HIP 78530 has an apparent magnitude of 7.18. It is incredibly faint, if visible at all, as seen from the unaided eye of an observer on Earth.

==Characteristics==
HIP 78530 b is most likely a brown dwarf, a massive object that is large enough to fuse deuterium (something that planets are too small to do) but not large enough to ignite and become a star.

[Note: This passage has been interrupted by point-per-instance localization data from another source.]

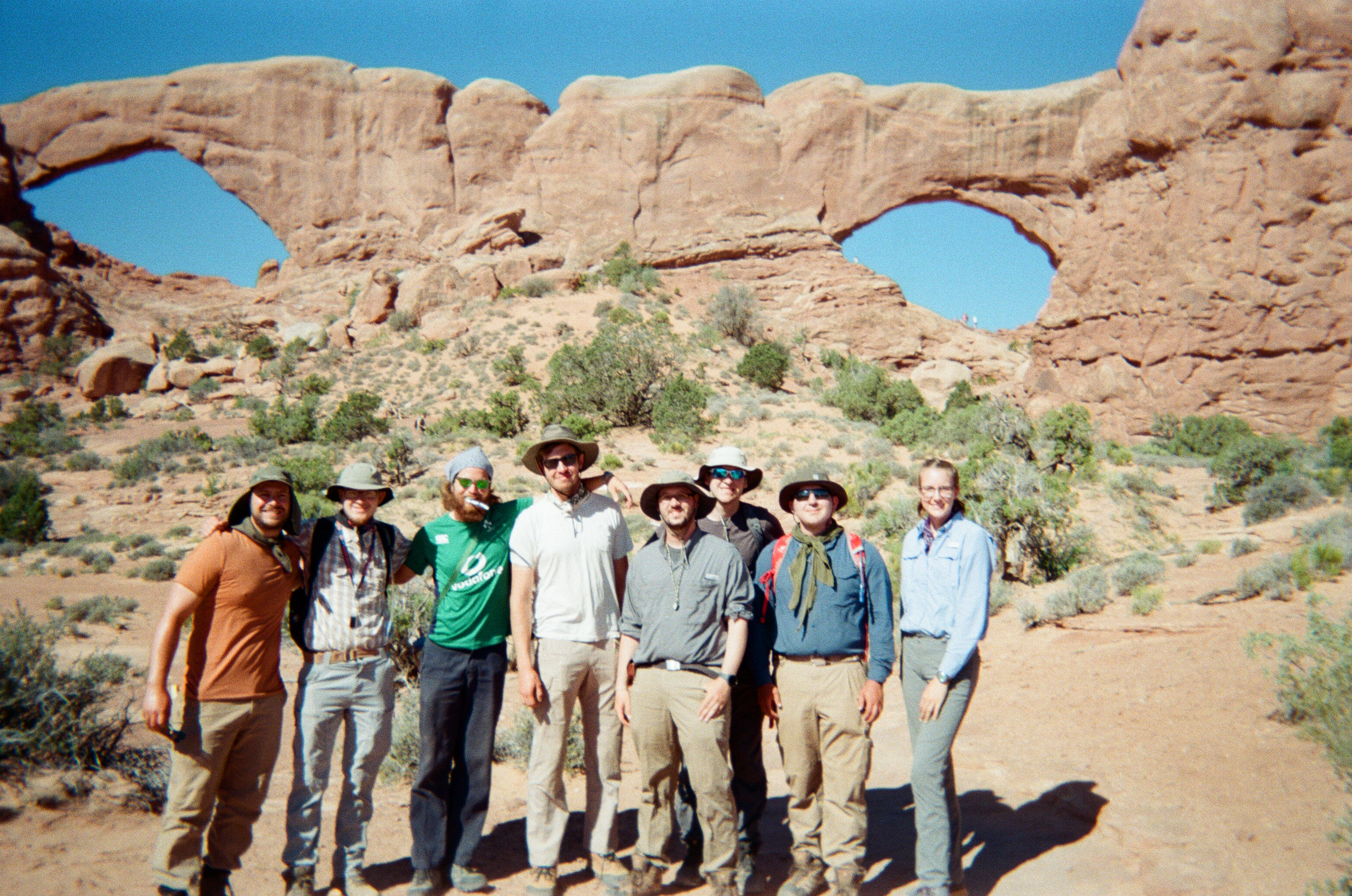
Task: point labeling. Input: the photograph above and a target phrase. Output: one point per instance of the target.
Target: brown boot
(809, 878)
(647, 878)
(847, 880)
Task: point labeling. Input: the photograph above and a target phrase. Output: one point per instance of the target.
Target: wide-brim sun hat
(363, 478)
(556, 434)
(240, 511)
(819, 480)
(648, 502)
(729, 456)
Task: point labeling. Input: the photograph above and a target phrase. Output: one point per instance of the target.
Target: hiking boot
(613, 876)
(647, 878)
(467, 880)
(216, 882)
(428, 882)
(300, 880)
(724, 880)
(356, 884)
(543, 882)
(689, 872)
(809, 878)
(847, 880)
(748, 884)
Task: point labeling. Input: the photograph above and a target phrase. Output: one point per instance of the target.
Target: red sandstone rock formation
(1197, 200)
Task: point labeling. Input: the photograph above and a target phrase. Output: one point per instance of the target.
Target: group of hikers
(720, 622)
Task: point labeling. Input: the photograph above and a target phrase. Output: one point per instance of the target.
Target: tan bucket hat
(553, 434)
(648, 501)
(729, 456)
(364, 478)
(267, 474)
(820, 480)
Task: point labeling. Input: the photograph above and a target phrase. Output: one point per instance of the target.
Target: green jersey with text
(474, 576)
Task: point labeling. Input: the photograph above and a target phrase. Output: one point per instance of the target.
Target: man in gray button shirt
(687, 604)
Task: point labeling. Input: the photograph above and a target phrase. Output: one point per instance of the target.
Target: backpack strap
(300, 598)
(776, 557)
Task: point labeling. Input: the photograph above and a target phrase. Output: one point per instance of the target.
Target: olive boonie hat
(729, 456)
(648, 502)
(267, 474)
(553, 434)
(364, 478)
(820, 480)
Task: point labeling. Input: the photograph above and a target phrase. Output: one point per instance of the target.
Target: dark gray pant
(744, 748)
(462, 698)
(939, 825)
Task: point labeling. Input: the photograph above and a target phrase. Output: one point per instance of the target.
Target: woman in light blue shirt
(947, 564)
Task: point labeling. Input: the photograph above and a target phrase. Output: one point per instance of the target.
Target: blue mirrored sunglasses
(726, 474)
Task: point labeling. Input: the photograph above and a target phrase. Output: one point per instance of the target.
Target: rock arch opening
(956, 259)
(163, 212)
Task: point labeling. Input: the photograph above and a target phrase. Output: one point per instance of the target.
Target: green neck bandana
(812, 548)
(275, 545)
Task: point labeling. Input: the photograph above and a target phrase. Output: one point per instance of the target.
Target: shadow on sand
(1001, 836)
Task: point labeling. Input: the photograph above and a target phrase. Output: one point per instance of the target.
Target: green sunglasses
(483, 484)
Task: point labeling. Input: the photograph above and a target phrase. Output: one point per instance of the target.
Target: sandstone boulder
(183, 375)
(120, 368)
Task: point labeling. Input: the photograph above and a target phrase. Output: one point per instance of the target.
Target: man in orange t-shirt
(236, 586)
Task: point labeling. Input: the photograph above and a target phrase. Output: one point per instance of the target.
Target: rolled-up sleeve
(971, 603)
(882, 645)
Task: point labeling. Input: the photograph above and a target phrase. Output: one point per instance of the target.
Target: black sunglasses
(566, 460)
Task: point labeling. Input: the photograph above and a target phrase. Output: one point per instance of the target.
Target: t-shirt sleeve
(200, 571)
(523, 544)
(619, 541)
(420, 553)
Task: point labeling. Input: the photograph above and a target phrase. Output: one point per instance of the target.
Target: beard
(464, 510)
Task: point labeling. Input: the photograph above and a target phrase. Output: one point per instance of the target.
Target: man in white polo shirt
(571, 551)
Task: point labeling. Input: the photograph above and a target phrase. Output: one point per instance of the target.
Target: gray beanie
(471, 457)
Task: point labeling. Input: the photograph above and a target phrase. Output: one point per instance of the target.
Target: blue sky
(163, 212)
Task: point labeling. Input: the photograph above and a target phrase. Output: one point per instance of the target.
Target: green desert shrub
(37, 430)
(735, 312)
(614, 378)
(355, 419)
(766, 364)
(1142, 568)
(23, 515)
(1313, 679)
(287, 424)
(1279, 495)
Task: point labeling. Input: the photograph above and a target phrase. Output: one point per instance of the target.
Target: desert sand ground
(1108, 754)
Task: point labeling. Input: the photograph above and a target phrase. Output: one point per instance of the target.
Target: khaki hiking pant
(664, 720)
(218, 782)
(826, 750)
(582, 674)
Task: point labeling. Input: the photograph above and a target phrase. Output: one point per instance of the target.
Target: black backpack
(320, 540)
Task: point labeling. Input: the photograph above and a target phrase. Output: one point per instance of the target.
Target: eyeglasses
(564, 460)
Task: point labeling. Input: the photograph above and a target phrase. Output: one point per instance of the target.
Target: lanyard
(346, 560)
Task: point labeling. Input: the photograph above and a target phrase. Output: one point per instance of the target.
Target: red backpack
(776, 557)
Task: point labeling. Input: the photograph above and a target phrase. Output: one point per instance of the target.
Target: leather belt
(330, 657)
(824, 661)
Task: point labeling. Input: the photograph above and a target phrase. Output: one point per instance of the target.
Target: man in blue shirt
(828, 614)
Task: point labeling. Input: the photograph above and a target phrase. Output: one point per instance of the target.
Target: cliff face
(1194, 200)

Because HIP 78530 b's characteristics blend the line between whether or not it is a brown dwarf or a planet, astronomers have tried to determine what HIP 78530 b is by predicting whether it was created in a planet-like or star-like (how brown dwarfs are formed) manner.

Its estimated mass is 14±26 times that of Jupiter. Additionally, HIP 78530 b orbits its host star at an semimajor axis of 550±360 AU, which is 550±360 times the average distance between the Earth and the Sun. The average distance between dwarf planet Pluto and the Sun, for reference, is 39.482 AU. HIP 78530 b completes an orbit approximately every 7800±9300 years, following a somewhat eccentric path. Only 0.2% of the orbit of this object has been tracked so far, with a baseline of 16 years, so the orbital parameters remain uncertain.